There was more. When her mind was right, she could pick up the things Grandfather didn't say as he helped her memorize which names they were using on the planet they visited today. He worried about being seen, not by silly people, but by dangerous people.

"What's a spy?" she asked him as the droids loaded the last of their supplies.

"Someone who looks for things they shouldn't. Go aboard. I'll finish here."

Every night, she was tucked in, sometimes with a story, sometimes with a song in one of the languages she was learning. Then Grandmother would show her a holo of a pretty girl with bright hair. "This was your mother. She loved you so much." Riya liked those stories the best, even if Grandmother was always sad when she told them.

She wondered if her own hair would grow in blue or pink or white someday, instead of this dull brown which Grandfather couldn't see and Grandmother didn't know what to do with except pull away from her eyes and hope for the best.


"He's found us."

She didn't understand, not the horror on their faces, nor the quick orders Grandmother gave to the droids. "He can't read your minds. If he finds you, you must," she swallowed, "you both must wipe your memory banks of the last six years. All records."
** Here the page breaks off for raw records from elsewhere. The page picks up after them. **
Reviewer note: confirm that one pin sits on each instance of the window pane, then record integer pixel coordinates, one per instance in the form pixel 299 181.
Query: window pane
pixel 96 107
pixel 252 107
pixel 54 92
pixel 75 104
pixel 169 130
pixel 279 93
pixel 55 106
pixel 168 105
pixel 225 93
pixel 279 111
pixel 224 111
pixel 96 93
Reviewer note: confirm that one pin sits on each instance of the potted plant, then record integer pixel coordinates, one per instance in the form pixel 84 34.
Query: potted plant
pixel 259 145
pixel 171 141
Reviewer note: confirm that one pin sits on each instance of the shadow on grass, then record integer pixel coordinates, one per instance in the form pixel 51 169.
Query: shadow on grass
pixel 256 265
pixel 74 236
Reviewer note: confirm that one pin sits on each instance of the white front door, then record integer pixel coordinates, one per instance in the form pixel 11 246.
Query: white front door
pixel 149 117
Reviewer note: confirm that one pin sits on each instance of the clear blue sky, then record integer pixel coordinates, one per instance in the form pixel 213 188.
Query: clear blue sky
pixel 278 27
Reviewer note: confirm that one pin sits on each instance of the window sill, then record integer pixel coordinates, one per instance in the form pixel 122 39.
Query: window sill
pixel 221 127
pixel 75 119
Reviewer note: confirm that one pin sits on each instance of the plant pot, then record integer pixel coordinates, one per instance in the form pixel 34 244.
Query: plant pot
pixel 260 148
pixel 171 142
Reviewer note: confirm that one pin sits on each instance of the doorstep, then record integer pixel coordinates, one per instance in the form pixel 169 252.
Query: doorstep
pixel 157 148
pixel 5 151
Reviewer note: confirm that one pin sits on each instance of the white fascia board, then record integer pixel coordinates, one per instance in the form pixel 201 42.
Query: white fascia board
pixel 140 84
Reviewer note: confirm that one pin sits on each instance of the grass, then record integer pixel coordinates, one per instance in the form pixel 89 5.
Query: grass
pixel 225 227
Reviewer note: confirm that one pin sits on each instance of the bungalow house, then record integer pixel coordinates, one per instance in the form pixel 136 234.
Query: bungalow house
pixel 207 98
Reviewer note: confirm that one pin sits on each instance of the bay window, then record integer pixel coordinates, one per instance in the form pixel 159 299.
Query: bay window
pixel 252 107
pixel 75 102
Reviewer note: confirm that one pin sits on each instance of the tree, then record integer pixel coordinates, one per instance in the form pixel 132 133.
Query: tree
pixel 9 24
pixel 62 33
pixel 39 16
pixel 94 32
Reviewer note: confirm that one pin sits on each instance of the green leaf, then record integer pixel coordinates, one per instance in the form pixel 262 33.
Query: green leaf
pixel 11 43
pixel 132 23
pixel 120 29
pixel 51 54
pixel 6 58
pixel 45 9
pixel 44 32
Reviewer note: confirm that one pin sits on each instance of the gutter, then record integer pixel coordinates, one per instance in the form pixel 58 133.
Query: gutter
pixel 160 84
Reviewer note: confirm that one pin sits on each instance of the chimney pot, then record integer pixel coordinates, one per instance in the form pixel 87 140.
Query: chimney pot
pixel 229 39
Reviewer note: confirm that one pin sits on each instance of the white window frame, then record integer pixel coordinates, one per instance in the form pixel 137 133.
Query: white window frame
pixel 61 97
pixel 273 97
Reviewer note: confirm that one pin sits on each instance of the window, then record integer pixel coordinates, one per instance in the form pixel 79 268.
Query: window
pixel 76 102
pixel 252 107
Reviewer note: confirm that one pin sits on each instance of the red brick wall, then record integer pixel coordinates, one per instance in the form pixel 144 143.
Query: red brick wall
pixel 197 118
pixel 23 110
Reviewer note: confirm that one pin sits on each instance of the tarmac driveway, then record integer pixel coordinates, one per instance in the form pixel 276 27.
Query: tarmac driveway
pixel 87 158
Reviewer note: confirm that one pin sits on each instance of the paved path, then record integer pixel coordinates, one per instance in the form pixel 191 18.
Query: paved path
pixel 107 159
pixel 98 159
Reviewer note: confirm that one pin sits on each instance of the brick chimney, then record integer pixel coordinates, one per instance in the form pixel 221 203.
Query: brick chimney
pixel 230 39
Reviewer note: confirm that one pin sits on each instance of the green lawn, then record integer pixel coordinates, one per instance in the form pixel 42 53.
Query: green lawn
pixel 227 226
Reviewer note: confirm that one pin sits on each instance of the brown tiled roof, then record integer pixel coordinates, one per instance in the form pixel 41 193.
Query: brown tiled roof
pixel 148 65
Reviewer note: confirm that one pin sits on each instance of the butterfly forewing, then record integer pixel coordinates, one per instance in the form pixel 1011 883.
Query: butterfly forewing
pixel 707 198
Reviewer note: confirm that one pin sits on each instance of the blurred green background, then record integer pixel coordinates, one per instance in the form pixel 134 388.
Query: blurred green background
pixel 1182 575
Chopper complained, but Grandmother said, "If you follow any order I have ever given you, follow this one. You have to take her somewhere safe, somewhere Ezra won't find her. There are seven systems with habitable worlds within a day's travel of here. There are ten more you can reach in two days. Choose one and you must not tell us where until the danger is past. He'll be tracking the ship, and you. You have to come back here with us." She stroked his face plate.

Riya trembled, even as Grandfather lifted her and cuddled her and told her not to be frightened, never to be frightened. "We'll come for you as soon as we can." Below the soothing, she could hear other words, as Grandfather thought, "There's a chance he won't kill us both on sight."

Grandmother kissed her face, and told her to listen to AP-5. "We love you very much. Everything will be fine." They left the ship, and Chopper watched them until the hatch closed before going to the controls.

AP-5 took her hand. "Come, Riya," he said. "We will find you somewhere safe."

Grandfather had been teaching her foresight, though, and she knew she would never feel safe again.